Eerie and gruesome, Huesera is a bold addition to the maternal horror genre.
Initially thrilled to learn that she’s pregnant, Valeria (Natalia Solián) grows increasingly ambivalent toward motherhood. While her husband Raúl (Alfonso Dosal) gets to carry on as normal, Valeria’s life is turned upside down. On top of the physical symptoms of pregnancy—themselves a fruitful source of body horror—the world is determined to compress Valeria into a soft, pastel-hued role of placid maternity.
Director: Michelle Garza Cervera
Set in contemporary Mexico City, this mature and thoroughly scary horror flick explores a cursed pregnancy, as expentant mother Valeria finds herself haunted by a disturbing entity – and struggles with the oppressive societal expectations for pregnant women.
To prepare for the baby, she must remodel her carpentry workshop into a nursery, metaphorically subsuming her old career and identity. Meanwhile, her relatives critique her awkwardness with children, and Raúl downplays her encroaching feelings of fear and dread. Something is following her; an entity that others can’t see. A faceless woman with broken, splintering bones, echoing Valeria’s compulsive habit of cracking her knuckles. Her pregnancy, it seems, is cursed.
Building on the genre defined by Rosemary’s Baby in the 1960s, director Michelle Garza Cervera blends feminist commentary with folkloric horror. Valeria’s demonic stalker is at once a very real monster, an allegory for the terrors of new motherhood, and a potential symptom of prepartum psychosis.

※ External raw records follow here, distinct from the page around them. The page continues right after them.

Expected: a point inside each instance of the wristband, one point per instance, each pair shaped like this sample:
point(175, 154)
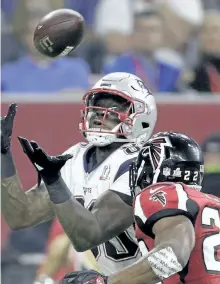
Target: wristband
point(7, 165)
point(58, 191)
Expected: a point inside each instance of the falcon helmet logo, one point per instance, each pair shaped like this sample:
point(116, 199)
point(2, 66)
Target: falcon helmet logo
point(160, 197)
point(155, 149)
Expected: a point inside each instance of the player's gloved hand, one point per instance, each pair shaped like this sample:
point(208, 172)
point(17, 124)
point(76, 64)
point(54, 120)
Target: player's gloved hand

Her husband is a more insidious problem—not a misogynistic villain, but a passive, unwitting enforcer of traditional gender roles.
Living in a trendy apartment in contemporary Mexico City, they seem at first to be a perfectly happy couple. Yet as Valeria’s pregnancy progresses, Raúl ceases to see her as an individual. He assumes that she’ll be happy as a full-time mom. He ignores the warning signs. When she wakes up in terror and reports someone (something) breaking into the house, he dismisses her fears. After all, anxiety is normal during pregnancy. And the more erratic Valeria becomes, the less he listens to her opinions. Instead, she turns to other women for help: her unmarried aunt, and her ex-girlfriend.

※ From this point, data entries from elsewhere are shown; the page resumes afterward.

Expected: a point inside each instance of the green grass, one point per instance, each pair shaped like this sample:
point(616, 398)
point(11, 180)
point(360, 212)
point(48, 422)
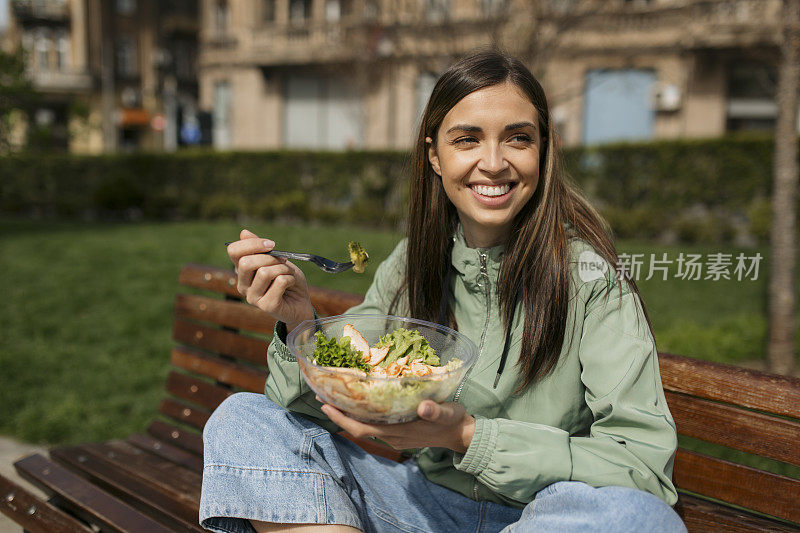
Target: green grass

Valeria’s queerness is invisible in the first half of the film. We get the impression that while Raúl knows about her previous relationship with a woman, he views this as a thing of the past, to be tacitly forgotten. This erasure goes hand-in-hand with Valeria’s evolution from rebellious youth to conventional motherhood—a transformation that feels more and more oppressive by the day.

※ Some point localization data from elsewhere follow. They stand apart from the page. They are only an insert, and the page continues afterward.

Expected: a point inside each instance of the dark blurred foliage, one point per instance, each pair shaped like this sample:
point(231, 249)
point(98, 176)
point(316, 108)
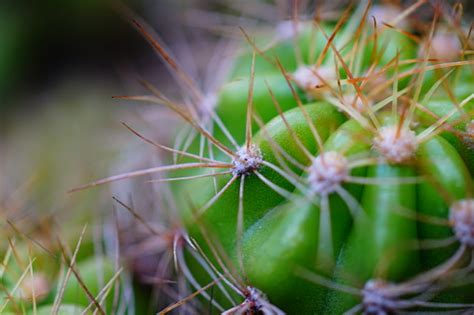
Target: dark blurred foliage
point(40, 41)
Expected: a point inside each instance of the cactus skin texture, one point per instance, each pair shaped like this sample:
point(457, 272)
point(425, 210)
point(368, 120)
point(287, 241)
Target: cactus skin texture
point(360, 230)
point(343, 179)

Natalia Solián is fantastic in the lead role, simultaneously under threat and subtly threatening. Unlike a lot of pregnancy/motherhood horror movies where the protagonist is protecting both herself and her child from outside forces, we don’t necessarily root for Valeria to take care of a baby. A bold choice even in such a feminist subgenre, because there’s still resistance against depicting women struggling with (or rejecting) the pressures of motherhood. Michelle Garza Cervera gives us plenty to chew on in that regard, wrapped up in an expertly scary package that fully embraces its horror genre roots.